« L'enfer n'est pas pour les pécheurs, ce n'est pas une fantasmagorie où fourrer amis et ennemis, il est pour les victimes innocentes, l'enfer. Il ne brûle que des corps sans défense, innocents, inoffensifs. »
C'est le paradoxe sur lequel repose cette étonnante réécriture de l'Enfer de Dante. Désireux de retrouver dans l'au-delà son père et son frère, le narrateur devra traverser et revivre toute l'horreur du siècle écoulé, marqué par la violence et les totalitarismes meurtriers, où les victimes du nazisme occupent une place récurrente.
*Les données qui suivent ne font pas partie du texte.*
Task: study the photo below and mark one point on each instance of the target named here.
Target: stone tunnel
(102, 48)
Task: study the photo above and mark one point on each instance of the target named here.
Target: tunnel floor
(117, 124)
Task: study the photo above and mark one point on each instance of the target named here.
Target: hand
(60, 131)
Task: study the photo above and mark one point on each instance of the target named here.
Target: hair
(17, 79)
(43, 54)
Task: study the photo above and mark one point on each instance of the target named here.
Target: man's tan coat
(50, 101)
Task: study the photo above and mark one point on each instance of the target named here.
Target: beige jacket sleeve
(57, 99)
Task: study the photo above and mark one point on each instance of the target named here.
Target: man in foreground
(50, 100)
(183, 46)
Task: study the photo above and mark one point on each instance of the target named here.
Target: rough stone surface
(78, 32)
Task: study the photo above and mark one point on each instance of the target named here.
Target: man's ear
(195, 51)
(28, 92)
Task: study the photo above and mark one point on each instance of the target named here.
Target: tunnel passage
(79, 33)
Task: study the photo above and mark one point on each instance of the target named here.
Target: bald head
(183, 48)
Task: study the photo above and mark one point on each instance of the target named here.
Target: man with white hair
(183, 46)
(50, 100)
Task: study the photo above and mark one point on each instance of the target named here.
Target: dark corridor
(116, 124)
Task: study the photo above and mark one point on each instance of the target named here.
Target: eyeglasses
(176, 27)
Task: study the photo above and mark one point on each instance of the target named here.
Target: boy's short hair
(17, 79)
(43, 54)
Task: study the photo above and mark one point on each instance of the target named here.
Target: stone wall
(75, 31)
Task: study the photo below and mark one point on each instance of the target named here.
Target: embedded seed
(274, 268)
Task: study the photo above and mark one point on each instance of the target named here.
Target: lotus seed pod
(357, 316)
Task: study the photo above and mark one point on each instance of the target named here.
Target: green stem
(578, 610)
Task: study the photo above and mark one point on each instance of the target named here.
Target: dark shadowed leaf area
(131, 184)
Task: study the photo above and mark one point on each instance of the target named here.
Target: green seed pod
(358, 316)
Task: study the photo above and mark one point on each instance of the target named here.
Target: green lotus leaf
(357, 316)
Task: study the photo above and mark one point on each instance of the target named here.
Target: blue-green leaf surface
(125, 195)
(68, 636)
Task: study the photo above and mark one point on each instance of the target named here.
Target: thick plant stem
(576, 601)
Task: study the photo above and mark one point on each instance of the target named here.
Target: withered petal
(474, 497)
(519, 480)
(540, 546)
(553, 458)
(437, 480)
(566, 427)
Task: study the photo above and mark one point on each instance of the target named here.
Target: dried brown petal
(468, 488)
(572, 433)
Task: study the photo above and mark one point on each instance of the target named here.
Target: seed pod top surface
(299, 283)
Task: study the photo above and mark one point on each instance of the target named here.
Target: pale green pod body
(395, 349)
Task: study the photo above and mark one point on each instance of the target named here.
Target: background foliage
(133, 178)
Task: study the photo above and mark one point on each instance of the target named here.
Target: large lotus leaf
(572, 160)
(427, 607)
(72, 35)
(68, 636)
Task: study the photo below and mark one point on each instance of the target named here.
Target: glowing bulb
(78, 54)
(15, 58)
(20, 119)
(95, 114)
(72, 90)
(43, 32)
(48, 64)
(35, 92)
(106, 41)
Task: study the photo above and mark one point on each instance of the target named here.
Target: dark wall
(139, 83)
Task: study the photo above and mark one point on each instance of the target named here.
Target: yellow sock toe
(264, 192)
Dans ce voyage qui est aussi, et surtout, un voyage à l'intérieur de lui-même - de ses rêves, de ses angoisses, de ses obsessions -, il aura pour guide bienveillant Sigmund Freud, qu'il considère comme « le véritable romancier de la bourgeoisie ». Et, dans une oeuvre foisonnante qui mêle les lieux et les époques, à travers des paysages inhospitaliers, des fleuves, des flammes, des villes et des camps, le narrateur parviendra au bout de son voyage dans l'« obscur royaume », pour une rencontre décisive avec un écrivain qu'il a particulièrement admiré, avant de se réconcilier enfin avec lui-même.
Mêlant les genres littéraires, les langues et les dialectes, prolongée par des commentaires qui éclairent et complètent cette plongée dans la mémoire collective et dans la culture universelle, cette oeuvre de Giorgio Pressburger secoue et dérange, et nous oblige, nous aussi, à regarder la Méduse en face.